Only 12 aid trucks have reached North Gaza since October, Oxfam says
The advocacy group says Israeli authorities gave permission for 34 aid trucks to enter the besieged North Gaza governorate in the past two and a half months, but only 12 were able to distribute food and water to trapped people in the area.
“Of the meagre 34 trucks of food and water given permission to enter the North Gaza Governorate over the last 2.5 months, deliberate delays and systematic obstructions by the Israeli military meant that just twelve managed to distribute aid to starving Palestinian civilians,” Oxfam said in a statement on Sunday.
“For three of these, once the food and water had been delivered to the school where people were sheltering, it was then cleared and shelled within hours,” the group added.
Israel has been blockading and laying siege to North Gaza – which includes Beit Hanoon, Beit Lahiya and Jabalia – since October 5, trapping tens of thousands of people and cutting off their access to food, water and medicine.
Aid entry for entire Gaza (Though many don't make it to their destination in Gaza)
Out of the 500 daily trucks before Oct 7 or 15,000 a month.
Gaza situation ‘nothing short of an apocalyptic nightmare’
Bushra Khalidi, Oxfam policy lead in the occupied Palestinian territory, told Al Jazeera the figure demonstrates how the resources going in are just a drop in the ocean.
“This is not aid, this is cruelty. And when those supplies do get in, they are followed by shelling and destruction of the very places people are sheltering,” she said from Ramallah, in the occupied West Bank. “People are now scared to go out and get the aid on the trucks because there’s been follow-ups of air strikes after trucks were delivered.”
Khalidi described the situation in Gaza as “nothing short of an apocalyptic nightmare”. She said the Israeli military has created a vacuum in the enclave and an environment where looting and violence happen due to the desperation of the population.
Palestinians asking hungry children in Gaza not to play so they won’t feel dizzy
Khalidi said Israel, an occupying power, has obligations that include protecting and providing for the occupied Palestinian people. “It’s not enough for you to allow aid to be dropped at the gates of the Gaza prison and not make sure that the aid gets to the communities safely. It is Israel’s obligation to make sure that all the crossings are open and safe for passage,” she said.
“After 14 months of relentless bombardment and starvation of the entire population, some people are acting out of desperation and there’s absolute chaos in Gaza right now.”
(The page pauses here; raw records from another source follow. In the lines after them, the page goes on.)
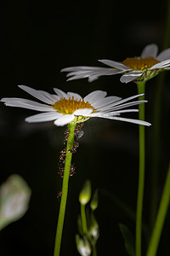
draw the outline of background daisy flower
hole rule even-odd
[[[26,121],[29,123],[54,120],[54,123],[55,125],[63,126],[71,122],[83,122],[89,118],[99,117],[147,126],[150,125],[150,123],[142,120],[119,117],[122,113],[138,112],[138,109],[123,108],[146,102],[146,101],[130,102],[140,95],[122,99],[114,96],[106,97],[106,91],[94,90],[82,99],[77,93],[65,93],[57,88],[54,88],[56,94],[49,94],[46,91],[37,90],[26,85],[19,85],[19,87],[46,103],[40,103],[22,98],[3,98],[1,100],[6,106],[42,112],[26,118]]]
[[[120,79],[122,83],[147,81],[170,68],[170,48],[159,55],[157,52],[157,45],[151,44],[144,47],[140,56],[127,58],[122,62],[99,60],[110,67],[77,66],[63,68],[61,72],[69,72],[66,75],[70,77],[68,80],[88,78],[88,81],[92,82],[103,75],[122,73]]]

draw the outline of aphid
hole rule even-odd
[[[70,169],[70,175],[69,177],[73,176],[76,172],[75,172],[75,166],[74,165],[71,165],[71,169]]]
[[[68,152],[69,153],[76,153],[76,148],[78,148],[78,146],[79,146],[79,143],[76,143],[76,141],[74,141],[72,148],[70,148],[68,150]]]
[[[65,148],[63,150],[61,150],[60,154],[61,154],[60,155],[59,159],[60,161],[64,161],[65,154],[66,154],[66,148]]]
[[[64,144],[66,144],[66,142],[68,141],[68,137],[69,137],[69,135],[70,135],[70,130],[67,129],[65,131],[65,141],[64,141]]]
[[[57,193],[57,198],[61,197],[62,195],[62,190]]]
[[[79,124],[76,125],[76,127],[75,129],[75,138],[76,138],[76,140],[79,139],[81,137],[83,136],[84,132],[83,132],[83,131],[81,131],[82,126],[83,126],[83,123],[79,123]]]

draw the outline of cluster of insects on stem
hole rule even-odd
[[[76,126],[76,129],[75,129],[75,132],[74,132],[74,142],[73,142],[73,147],[71,148],[70,148],[68,150],[69,153],[76,153],[76,148],[78,148],[79,146],[79,143],[77,142],[77,140],[83,136],[83,131],[82,131],[82,127],[83,126],[83,123],[78,123]],[[69,135],[70,135],[70,130],[67,129],[65,131],[65,140],[64,140],[64,144],[66,144],[67,143],[67,141],[68,141],[68,137],[69,137]],[[60,159],[60,162],[59,162],[59,172],[58,172],[58,174],[63,177],[64,177],[64,172],[65,172],[65,156],[66,156],[66,147],[61,150],[60,152],[60,155],[59,157]],[[70,175],[69,177],[71,177],[73,176],[76,172],[75,172],[75,165],[74,164],[71,164],[71,167],[70,167]],[[60,197],[62,195],[62,190],[60,191],[57,195],[57,197]]]

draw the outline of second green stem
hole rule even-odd
[[[145,82],[138,82],[139,94],[144,93]],[[144,96],[139,97],[139,100],[144,100]],[[139,119],[144,120],[144,104],[139,105]],[[144,126],[139,127],[139,187],[137,198],[137,213],[136,213],[136,256],[141,256],[141,243],[142,243],[142,211],[143,211],[143,198],[144,187],[144,165],[145,165],[145,150],[144,150]]]

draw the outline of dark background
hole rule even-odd
[[[121,84],[120,76],[66,82],[60,69],[69,66],[102,66],[98,59],[123,61],[139,55],[149,44],[163,45],[167,3],[162,1],[7,1],[1,9],[0,97],[33,99],[18,84],[50,93],[53,87],[85,96],[94,90],[122,97],[137,94],[135,84]],[[162,84],[161,145],[158,163],[161,196],[169,157],[169,79]],[[152,122],[157,77],[146,84],[146,120]],[[53,122],[27,124],[35,112],[1,104],[1,183],[9,175],[21,175],[32,190],[30,208],[18,222],[0,234],[0,255],[53,255],[61,178],[57,174],[60,151],[66,127]],[[138,115],[129,114],[138,118]],[[146,128],[146,175],[144,220],[150,221],[153,131]],[[116,195],[134,211],[138,188],[138,125],[94,119],[85,123],[84,136],[73,155],[76,175],[70,180],[62,240],[62,255],[78,255],[75,245],[78,195],[84,181],[91,180],[93,191],[99,189],[96,211],[100,230],[99,255],[128,255],[119,230],[126,224],[135,234],[135,222],[110,196]],[[109,193],[109,194],[108,194]],[[169,216],[169,212],[167,213]],[[169,255],[169,218],[166,220],[159,255]],[[143,252],[147,241],[144,239]]]

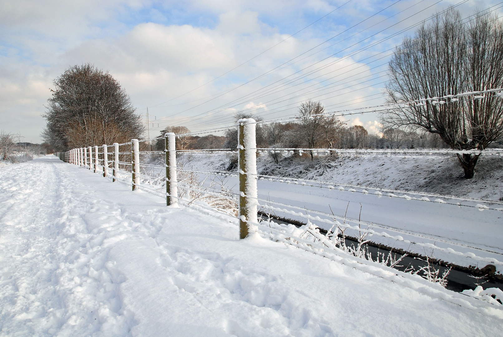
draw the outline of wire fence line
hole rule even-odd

Khalidi said families are rummaging through rubbish for scraps of food and boiling leaves in order to survive. She added that parents skip days of meals so that their children can eat, stressing that the entire Gaza Strip faces acute malnutrition and is on the brink of starvation, and that there are pockets of famine, especially in areas in the north.
“Some people are asking their kids not to play, because they will get dizzy since they’re not eating and drinking enough,” Khalidi said. “Imagine asking your five-year-old not to play while already there’s all this death and destruction around and quadcopters and drones are flying above.”
‘Do you know what freezing means?’
Without access to electricity or gas, displaced families living in makeshift camps in Gaza have to endure icy temperatures that could be life-threatening.
“We go inside our tents after sunset and don’t go out because it is very cold and it gets colder by midnight,” said Omar Shabet, a displaced Palestinian sheltering in a camp in Khan Younis, in southern Gaza. “My seven-year-old daughter almost cries at night because of how cold she is,” added Shabet, who, like many others, was forced to leave his home in Gaza City many months ago.
The UN says nearly a million people urgently need winter supplies, but getting aid into Gaza has proved nearly impossible as the Israeli military has blocked almost all humanitarian assistance from entering the Strip. As a result, 22,000 tents are stuck in Jordan and hundreds of thousands of blankets in Egypt. As night falls, people are too scared to light fires fearing it could make them a target for Israeli air raids.
“No proper clothes, no socks, nothing. We never expected to live such a life. My house was so good in the north,” said another displaced Palestinian, Reda Abu Zarada, struggling to hold back tears. “We wake up in the morning freezing – do you know what freezing means? We are shivering from the cold.”